We arrived in Australia to find that there were morning frosts in the open, though under the trees in this part of the ranges it only gets down to 3 at night, rising to about 13 in the daytime. However our house is toasty warm with its gas heating system. I would love to add a potbelly stove to warm up the kitchen a little more sometime for there is nothing like a real wood fire to cheer one in winter.

In winter we can sit in front of the gas 'log' fire


At Christmas time there is no need for fire, so the tree stand there


Winter Warmth in Lemnos?

At the moment we don’t have the means to warm up the Greek house in winter. It has always been a summer holiday house since the days of Takis grandfather. To survive the island weather in our large three-story house on Lemnos which is (surprisingly for people who think of Greece as always sunny) very cold and windy for half of the year, you would need a central heating system, and or a couple of wood stoves. Perhaps one on the middle floor and another in the kitchen.

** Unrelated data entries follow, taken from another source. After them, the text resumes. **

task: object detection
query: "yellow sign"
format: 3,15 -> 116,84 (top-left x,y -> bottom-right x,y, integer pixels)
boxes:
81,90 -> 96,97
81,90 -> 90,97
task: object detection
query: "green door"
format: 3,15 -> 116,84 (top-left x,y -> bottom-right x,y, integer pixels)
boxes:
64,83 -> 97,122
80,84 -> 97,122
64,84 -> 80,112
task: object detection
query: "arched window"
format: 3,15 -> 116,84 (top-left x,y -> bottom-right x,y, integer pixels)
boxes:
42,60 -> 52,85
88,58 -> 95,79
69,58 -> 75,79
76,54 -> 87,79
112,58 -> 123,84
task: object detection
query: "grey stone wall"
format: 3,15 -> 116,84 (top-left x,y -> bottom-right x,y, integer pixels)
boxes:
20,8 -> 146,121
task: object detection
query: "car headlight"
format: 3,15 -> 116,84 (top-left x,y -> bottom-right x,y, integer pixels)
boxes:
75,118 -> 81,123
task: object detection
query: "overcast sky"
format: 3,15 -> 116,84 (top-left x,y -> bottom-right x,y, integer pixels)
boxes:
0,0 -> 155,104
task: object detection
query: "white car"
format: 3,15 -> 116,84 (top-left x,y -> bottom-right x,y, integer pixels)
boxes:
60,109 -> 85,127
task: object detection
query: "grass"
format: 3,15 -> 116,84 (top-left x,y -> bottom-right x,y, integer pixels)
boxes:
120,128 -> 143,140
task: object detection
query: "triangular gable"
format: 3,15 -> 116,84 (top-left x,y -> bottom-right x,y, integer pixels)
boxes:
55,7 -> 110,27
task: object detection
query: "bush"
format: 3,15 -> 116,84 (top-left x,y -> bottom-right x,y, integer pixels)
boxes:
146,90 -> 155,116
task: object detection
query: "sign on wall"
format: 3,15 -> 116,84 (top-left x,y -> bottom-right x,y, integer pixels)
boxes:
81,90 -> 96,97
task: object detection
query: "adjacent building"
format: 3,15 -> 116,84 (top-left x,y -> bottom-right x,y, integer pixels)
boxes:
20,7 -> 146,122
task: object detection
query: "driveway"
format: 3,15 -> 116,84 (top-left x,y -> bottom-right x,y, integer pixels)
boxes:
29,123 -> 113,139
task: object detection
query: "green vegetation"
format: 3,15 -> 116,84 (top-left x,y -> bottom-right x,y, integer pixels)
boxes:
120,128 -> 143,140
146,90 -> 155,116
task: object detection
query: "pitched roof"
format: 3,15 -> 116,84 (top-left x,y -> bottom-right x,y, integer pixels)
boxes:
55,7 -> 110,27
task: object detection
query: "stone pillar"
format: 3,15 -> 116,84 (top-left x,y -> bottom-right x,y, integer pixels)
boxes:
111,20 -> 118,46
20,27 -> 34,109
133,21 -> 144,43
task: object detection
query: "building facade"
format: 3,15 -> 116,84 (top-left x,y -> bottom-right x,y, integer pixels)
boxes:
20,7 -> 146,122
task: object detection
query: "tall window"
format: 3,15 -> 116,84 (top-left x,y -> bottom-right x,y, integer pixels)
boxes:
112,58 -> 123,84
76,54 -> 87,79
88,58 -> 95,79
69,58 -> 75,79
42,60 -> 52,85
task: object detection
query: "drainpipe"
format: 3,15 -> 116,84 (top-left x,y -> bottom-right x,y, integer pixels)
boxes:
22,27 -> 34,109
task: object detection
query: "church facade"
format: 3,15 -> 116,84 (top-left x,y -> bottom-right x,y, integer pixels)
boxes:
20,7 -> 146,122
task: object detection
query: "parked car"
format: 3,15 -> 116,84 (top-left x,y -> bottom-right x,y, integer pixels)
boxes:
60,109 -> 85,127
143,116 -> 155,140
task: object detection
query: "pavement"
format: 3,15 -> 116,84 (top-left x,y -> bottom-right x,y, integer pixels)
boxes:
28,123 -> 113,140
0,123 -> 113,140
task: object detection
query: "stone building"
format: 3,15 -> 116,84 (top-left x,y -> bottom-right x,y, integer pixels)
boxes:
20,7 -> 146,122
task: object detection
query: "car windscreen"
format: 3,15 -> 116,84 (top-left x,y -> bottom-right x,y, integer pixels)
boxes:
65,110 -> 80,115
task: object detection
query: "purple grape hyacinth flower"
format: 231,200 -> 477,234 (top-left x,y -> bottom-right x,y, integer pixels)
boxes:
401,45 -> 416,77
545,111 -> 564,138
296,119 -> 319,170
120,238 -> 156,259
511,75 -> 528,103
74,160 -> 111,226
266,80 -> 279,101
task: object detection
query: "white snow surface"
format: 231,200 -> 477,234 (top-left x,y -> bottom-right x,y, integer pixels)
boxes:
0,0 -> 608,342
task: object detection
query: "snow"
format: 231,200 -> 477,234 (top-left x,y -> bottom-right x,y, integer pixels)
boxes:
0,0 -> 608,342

Lemnos? Perhaps a stove in the kitchen?

Lemnos? Or a real fire in the lounge?

Takis and Anestis at work we discovered an old fireplace behind the plasterwork

Family Celebrations in Aus.




What has been lovely for me, beside being able to enjoy a winter this year, is that we were only away for three months and I’ve arrived back before the grand children grow too tall, as it is one grand daughter is now taller than me (or have I shrunk?).

This past weekend I had a wonderful time with two of the grand children; it was my 75th birthday and they were here with their mother for lunch along with friends from Adelaide who were holidaying in the state came. Takis cooked Youvetzi, that Greek lamb and pasta dish (wonderful for the cold weather) and I made the sponge, cream and strawberry cake, mostly without sugar, so I could have a small slice.  My grand daughter was looking forward to ‘Grandma’s party’ (parties being a great thing for her, her last one was a roller blade party!) so I did my best without putting 75 candles on the cake. A neighbour had lent me a candelabra (very Liberace) that we put on the top, a great over-the-top celebratory candleholder for a 75 year old!






Then also I had so many emails wishing me well. It was all a bit of a dream, in fact I was just getting over jet lag, with only two good night’s sleep this week and only three hours sleep before ’the party', so I just drifted through the day on a happiness cloud. And to top my pleasure one or two of my daffodils are opening and the sun was shining all day.

Getting Older and Wiser!

I just read an article by David Brooks in our local paper, The Age: Why Your Elders are Smiling.

In this article he quotes an essay by Ezekiel Emanuel saying that all things considered he’d prefer to die around the age of 75! His argument was that he wanted to go with all his faculties rather than have a sad decline. But I absolutely agree with David Brooks on this one, (and I don’t always agree with Brooks), that you would likely miss out on some of your happiest years.

It seems psychologists also agree. Reasons? When you are older on average you are more relaxed, you don’t have to worry about the future as you did when younger, you get more pleasure out of present, ordinary activities. Brooks also adds that as you get older you more likely to be able to see things from different perspectives and learn to balance tensions, plus, you have the ability to deal better with the downsides of life and realizing that things will eventually change in the flow of life.